TechnologyOne has reported a 10 percent drop in net profit before tax for the half year ending 31 March 2015, down to AU$11.4 million, with revenue up 3 percent to AU$90 million.
Executive chairman Adrian Di Marco said TechnologyOne is well positioned for continuing profit growth of 10 to 15 percent over the full year based upon their sales pipeline for the second half of the year, which will bring strong licence fee growth.
With the continued investment in areas including the TechnologyOne Cloud, Di Marco said that Cloud grew strongly in the first half, with annual contract value up more than 100 percent to AU$4.1 million.
At the same time last year, the Queensland based company reported a 17 percent boost in net profit, posting $12.8 million in pre-tax profit on AU$87.6 million in revevnue. For the end of financial year 2014, TechnologyOne had reached their projected 15 percent net profit, accredited to the increase in licence fees.
The company signed a number of customers in the first half of the year, including Wellington City Council, Glenorchy Council, and AsureQuality.
Di Marco said that TechnologyOne are on target to have 80 customers, bringing with them an annual contract value in excess of AU$8 million by the end of the calendar year.

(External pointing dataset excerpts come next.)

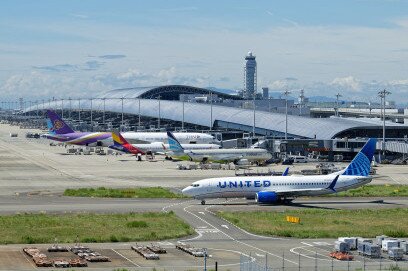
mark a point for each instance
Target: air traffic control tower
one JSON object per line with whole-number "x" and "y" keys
{"x": 249, "y": 76}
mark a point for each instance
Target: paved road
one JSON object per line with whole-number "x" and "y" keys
{"x": 213, "y": 232}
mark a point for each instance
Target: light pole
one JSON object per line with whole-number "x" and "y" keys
{"x": 62, "y": 108}
{"x": 103, "y": 116}
{"x": 70, "y": 107}
{"x": 91, "y": 114}
{"x": 211, "y": 110}
{"x": 158, "y": 120}
{"x": 138, "y": 126}
{"x": 338, "y": 95}
{"x": 79, "y": 109}
{"x": 286, "y": 93}
{"x": 254, "y": 117}
{"x": 382, "y": 94}
{"x": 182, "y": 122}
{"x": 122, "y": 110}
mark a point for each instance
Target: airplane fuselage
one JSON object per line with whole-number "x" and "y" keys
{"x": 229, "y": 154}
{"x": 247, "y": 187}
{"x": 83, "y": 138}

"We are now preferred supplier for a number of very large contracts, which are under contract negotiation," he said.
"The next phase of our TechnologyOne Cloud will provide a massively scalable platform with significant economies of scale, delivering an even stronger competitive advantage."
Research and development continued to be a significant investment for TechnologyOne at AU$19.2 million for the half year, up five per cent. The company will continue to follow their research and development program over the coming years, focusing again on the ongoing development of Ci Anywhere and the TechnologyOne Cloud.